In strongly-typed object-oriented programming languages, repository may be defined as an interface with a generic set of operations that may happen in any domain:

// Pseudo-code
interface IRepository
{
	void AddOrUpdate(DomainObject);
	void Remove(DomainObject);
	DomainObject GetById(DomainObjectId);
}

And using the interface segregation principle, if more operations are required (i.e. to implement more specific queries or persistence operations), more specific interfaces can be defined:

// Pseudo-code
// This interface extends IRepository with more requirements
interface ICustomerRepository : IRepository
{
	// A query to get top customers with pagination
	IList GetTopCustomers(startFrom, count);

	// Remove a customer by its alphanumeric code
	void RemoveByCode(code)
}

In dynamically-typed languages like JavaScript which don’t include interface semantics (they work using duck-typing), repositories can be implemented as either classes, prototypes or object literals:

class Repository {
	addOrUpdate(domainObject) {}		
	remove(domainObject) {}
	getById(domainObject) {}
}

// ...or...
var Repository = function() {};
Repository.prototype = {
	addOrUpdate: domainObject => {}		
	remove: domainObject => {}
	getById: domainObject => {}
}

// ...or...
var Repository = {
	addOrUpdate: domainObject => {}		
	remove: domainObject => {}
	getById: domainObject => {}
};

Implementation details of a given repository interface may vary depending on which is the underlying data storage.

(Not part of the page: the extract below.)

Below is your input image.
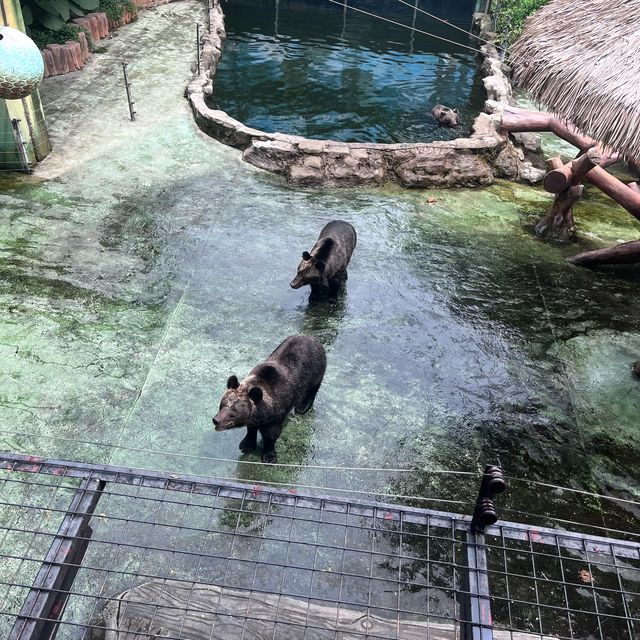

For example, the data storage may be SQL or NoSQL:

  • On SQL (i.e. relational) storage, a data mapper layer which is usually an object-relational mapper (OR/M) and repository may use it to persist and query data.
  • On NoSQL storage, there could or couldn’t be a data mapper at all, since some are very object-oriented friendly or provide an easy path to serialize objects to a string or binary representation of them.

Whichever is the underlying data storage paradigm, it’s important that queries implemented as methods of a given repository should start and end in their declaring repository. That is, a given layer should perform operations agains some repository and repository shouldn’t let an upper layer specialize a query that can be represented by a repository operation. In other words, a GetAll() operation is discouraged:

// Pseudo-code
interface ICustomerRepository
{
	// Returns all stored customers...
	IList GetAll();
}

// Retrieving all customers...
IList allCustomers = customerRepository.GetAll();
// ...and now we could apply filters on the returned list:
IList customersStartingWithALetter = allCustomers.Where(customer => customer.Name.StartsWith("A"));

It is absolutely discouraged because:

  • It may retrieve all objects to memory.
  • Some simple or complex filters and other kind of operations may be sent as commands to the underlying data storage, and a given data mapper or data access strategy may retrieve the filtered data already. Using a GetAll() operation can’t be implemented this way.
  • A GetAll() derives the responsibility of querying persisted domain objects to a layer different than the repository. The role of a repository is to mediate between the domain and a data mapper or other data access strategies. If the domain can add behavior to a query started by a given repository, then the repository itself is useless.